Uno dei seguaci di Luria, il rabbino Hayyim Vital, nel suo libro Sha'ar HaGilgulim ("La Porta delle Reincarnazioni"), spiega dettagliatamente come queste dinamiche possano manifestarsi nel corso delle generazioni. Secondo Vital, le anime rinascono specificamente per perfezionare determinati aspetti di sé o per portare a termine compiti incompiuti. Idealmente, ogni gilgul successivo segna un'ascesa a un livello superiore di realizzazione spirituale, tuttavia il progresso non è scontato. Infatti, una vita peccaminosa può portare a una forma di reincarnazione ridotta, che include la reincarnazione in animali, piante o persino oggetti inanimati. 

Un esempio particolarmente colorito è la possibilità di rinascere come acqua, conseguenza di un omicidio. L'idea è che l'anima fluirà per sempre, per sempre priva di una dimora, proprio come ha fatto scorrere il sangue di un altro in una vita passata. Analogamente, sebbene non correlato alla punizione, alcune tradizioni suggeriscono che spesso le scintille dell'anima di una persona non siano incarnate solo nel suo corpo, ma siano anche legate ai suoi effetti personali.

Sebbene l'obiettivo finale della vita sia di trascendere completamente i cicli del gilgul, la Cabala identifica anche alcune grandi anime che si reincarnano in ogni generazione specificamente per assistere altre anime nel loro cammino o per correggere qualche errore del passato. Secondo la tradizione lurianica, ad esempio, l'anima di Abele rinacque come Mosè, mentre l'anima di Caino rinacque come Ietro. La relazione positiva tra Mosè e Ietro nella narrazione dell'Esodo rettifica quindi il loro passato violento, apportando una riparazione, o tikkun , nella loro relazione e nel mondo in generale. 

Queste trasmigrazioni benefiche possono verificarsi sia quando una grande anima si reincarna in un nuovo corpo – ad esempio l'anima di Mosè, che rinasce a ogni generazione secondo alcune tradizioni – sia quando un'anima "impregna" il corpo di una persona vivente (un fenomeno noto come ibbur ) per aiutarla in un determinato compito religioso con cui è alle prese. Questo, quindi, costituisce la base di una concezione positiva della possessione spirituale. 

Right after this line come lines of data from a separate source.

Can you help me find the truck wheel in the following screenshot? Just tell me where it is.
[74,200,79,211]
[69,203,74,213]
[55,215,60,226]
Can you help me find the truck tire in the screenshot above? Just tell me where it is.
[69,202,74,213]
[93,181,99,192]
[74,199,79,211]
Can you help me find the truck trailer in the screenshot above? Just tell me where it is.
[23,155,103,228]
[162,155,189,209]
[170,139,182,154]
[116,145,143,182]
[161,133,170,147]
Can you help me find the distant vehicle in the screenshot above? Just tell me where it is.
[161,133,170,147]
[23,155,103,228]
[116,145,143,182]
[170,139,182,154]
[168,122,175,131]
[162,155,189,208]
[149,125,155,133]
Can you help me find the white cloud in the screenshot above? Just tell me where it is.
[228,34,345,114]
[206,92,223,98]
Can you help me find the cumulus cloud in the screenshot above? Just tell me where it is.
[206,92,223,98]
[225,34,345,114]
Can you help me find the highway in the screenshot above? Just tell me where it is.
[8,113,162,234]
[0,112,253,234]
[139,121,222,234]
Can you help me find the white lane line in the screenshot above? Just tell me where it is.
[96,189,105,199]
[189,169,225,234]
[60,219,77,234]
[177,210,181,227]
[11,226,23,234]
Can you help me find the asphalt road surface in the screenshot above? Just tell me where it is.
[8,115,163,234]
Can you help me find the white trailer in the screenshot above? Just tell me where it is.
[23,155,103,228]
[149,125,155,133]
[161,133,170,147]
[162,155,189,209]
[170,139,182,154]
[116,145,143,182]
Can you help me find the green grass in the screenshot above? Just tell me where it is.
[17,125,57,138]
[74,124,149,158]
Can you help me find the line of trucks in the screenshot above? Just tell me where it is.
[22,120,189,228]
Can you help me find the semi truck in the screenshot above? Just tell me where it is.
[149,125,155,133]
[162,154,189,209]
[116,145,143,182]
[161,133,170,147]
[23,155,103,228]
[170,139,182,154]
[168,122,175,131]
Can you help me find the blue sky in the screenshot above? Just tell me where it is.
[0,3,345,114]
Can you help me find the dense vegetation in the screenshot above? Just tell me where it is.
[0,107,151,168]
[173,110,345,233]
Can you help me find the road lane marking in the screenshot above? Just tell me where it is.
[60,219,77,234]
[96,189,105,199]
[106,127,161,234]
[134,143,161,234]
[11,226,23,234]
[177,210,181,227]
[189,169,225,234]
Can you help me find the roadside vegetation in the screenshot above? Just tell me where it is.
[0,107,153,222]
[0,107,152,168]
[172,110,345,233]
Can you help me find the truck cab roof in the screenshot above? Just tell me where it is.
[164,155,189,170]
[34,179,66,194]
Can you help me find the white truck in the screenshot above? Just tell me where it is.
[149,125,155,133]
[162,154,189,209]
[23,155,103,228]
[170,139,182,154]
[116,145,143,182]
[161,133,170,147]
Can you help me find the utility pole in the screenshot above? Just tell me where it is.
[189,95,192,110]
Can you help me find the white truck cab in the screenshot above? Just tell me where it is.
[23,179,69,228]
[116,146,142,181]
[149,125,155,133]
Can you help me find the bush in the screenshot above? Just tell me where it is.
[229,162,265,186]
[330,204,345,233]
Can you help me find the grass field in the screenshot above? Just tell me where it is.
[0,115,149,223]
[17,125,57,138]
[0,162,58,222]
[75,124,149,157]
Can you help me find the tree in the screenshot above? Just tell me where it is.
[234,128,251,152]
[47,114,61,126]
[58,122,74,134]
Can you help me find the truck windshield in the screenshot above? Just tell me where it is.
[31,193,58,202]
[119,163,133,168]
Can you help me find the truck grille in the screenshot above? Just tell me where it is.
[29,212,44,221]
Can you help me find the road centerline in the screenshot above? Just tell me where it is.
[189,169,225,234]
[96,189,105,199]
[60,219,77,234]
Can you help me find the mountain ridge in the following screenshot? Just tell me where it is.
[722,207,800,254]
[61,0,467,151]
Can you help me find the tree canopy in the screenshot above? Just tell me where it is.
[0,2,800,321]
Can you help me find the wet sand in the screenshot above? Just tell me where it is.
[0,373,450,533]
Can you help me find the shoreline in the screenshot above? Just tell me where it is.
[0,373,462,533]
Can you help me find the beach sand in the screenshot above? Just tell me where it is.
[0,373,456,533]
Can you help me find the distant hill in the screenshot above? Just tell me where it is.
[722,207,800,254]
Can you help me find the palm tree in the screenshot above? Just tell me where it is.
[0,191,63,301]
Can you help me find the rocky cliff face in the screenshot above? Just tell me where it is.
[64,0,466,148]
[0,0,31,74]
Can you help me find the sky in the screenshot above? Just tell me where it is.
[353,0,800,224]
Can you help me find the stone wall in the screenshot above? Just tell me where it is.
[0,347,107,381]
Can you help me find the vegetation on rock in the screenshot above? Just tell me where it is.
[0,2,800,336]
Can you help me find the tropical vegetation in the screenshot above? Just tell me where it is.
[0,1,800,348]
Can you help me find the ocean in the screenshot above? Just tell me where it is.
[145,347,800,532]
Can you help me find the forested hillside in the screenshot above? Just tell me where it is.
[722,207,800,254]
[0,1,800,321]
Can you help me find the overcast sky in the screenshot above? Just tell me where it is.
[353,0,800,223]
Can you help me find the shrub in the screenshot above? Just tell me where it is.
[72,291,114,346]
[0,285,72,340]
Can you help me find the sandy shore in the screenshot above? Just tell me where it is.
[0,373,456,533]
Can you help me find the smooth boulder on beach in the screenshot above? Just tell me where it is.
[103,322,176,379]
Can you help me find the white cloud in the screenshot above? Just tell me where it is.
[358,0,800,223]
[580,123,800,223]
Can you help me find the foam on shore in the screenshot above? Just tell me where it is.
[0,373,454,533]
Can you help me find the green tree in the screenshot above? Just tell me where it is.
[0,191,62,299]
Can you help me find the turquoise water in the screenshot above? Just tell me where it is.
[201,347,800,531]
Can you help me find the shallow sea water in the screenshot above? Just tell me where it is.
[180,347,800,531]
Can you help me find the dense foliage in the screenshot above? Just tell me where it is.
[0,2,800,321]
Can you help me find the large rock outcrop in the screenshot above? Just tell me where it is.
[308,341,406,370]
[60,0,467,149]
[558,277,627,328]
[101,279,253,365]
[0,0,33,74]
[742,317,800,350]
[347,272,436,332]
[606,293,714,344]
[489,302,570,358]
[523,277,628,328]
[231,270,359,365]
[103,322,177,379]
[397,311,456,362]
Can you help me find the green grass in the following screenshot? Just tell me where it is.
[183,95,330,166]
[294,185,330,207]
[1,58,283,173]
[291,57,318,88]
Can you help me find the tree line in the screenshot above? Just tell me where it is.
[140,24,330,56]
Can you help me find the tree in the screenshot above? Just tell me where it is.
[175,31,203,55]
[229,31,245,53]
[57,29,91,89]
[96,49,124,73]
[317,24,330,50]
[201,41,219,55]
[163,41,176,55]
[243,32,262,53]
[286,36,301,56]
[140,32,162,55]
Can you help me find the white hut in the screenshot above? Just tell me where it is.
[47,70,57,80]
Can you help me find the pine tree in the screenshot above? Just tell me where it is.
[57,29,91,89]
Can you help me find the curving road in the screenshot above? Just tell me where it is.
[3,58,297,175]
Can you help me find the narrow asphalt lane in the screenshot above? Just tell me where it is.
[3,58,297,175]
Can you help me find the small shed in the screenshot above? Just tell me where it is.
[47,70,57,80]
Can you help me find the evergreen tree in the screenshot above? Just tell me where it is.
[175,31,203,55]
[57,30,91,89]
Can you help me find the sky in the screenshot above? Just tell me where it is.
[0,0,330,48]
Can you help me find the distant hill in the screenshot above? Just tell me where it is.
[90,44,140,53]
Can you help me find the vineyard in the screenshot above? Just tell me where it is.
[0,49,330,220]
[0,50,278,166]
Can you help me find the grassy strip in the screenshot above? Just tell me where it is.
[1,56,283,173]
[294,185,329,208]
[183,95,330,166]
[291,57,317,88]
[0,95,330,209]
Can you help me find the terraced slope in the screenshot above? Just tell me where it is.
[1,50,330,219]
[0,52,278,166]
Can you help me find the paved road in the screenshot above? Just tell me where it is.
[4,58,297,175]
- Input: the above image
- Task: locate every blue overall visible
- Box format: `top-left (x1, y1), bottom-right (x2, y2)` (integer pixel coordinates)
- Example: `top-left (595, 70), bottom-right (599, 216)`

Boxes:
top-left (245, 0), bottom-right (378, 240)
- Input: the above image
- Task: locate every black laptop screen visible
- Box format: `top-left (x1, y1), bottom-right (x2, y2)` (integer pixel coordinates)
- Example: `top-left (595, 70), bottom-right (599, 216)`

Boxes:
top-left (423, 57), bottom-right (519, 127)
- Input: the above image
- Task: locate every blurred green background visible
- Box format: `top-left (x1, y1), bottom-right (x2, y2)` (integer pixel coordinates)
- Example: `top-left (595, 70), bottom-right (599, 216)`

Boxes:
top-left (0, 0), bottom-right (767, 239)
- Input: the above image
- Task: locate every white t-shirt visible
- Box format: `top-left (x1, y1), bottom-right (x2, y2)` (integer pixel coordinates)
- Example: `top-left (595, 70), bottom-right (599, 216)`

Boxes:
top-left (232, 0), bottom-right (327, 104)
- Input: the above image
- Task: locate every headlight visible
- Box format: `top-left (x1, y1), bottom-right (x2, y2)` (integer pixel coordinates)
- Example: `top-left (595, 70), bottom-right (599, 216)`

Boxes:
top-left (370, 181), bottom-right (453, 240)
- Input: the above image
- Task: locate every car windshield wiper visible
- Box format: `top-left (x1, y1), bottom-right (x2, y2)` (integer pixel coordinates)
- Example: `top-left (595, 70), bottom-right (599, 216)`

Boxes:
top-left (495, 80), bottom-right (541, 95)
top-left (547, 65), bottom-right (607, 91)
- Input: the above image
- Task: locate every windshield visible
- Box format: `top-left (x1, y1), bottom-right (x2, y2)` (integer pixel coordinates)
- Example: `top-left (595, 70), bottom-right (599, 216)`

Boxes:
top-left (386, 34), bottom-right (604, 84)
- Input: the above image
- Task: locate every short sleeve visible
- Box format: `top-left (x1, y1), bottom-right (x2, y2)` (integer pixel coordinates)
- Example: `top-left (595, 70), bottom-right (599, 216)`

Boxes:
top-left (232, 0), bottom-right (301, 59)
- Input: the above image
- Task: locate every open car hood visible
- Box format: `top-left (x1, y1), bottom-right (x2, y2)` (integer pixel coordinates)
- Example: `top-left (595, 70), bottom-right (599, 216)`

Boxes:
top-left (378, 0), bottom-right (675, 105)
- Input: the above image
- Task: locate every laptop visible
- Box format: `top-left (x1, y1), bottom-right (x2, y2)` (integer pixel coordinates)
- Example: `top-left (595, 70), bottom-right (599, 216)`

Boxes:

Tra gli attributi salienti del pensiero ebraico in senso lato vi è un atteggiamento piuttosto vago nei confronti di ciò che accade esattamente quando questa vita finisce. Come per la maggior parte delle aree della speculazione ebraica, pensatori ebrei antichi e moderni hanno esplorato una varietà di opinioni su cosa, se mai, accada dopo la morte fisica. E sebbene il gilgul come concetto non figuri in modo preminente nelle fonti ebraiche non mistiche, nel corso dei millenni è comunque diventato un'opzione saldamente consolidata nel menu delle idee ebraiche sull'aldilà – o meglio, sulla vita a venire. Come tutte le altre offerte del menu, non è stato né ratificato all'unanimità né escluso.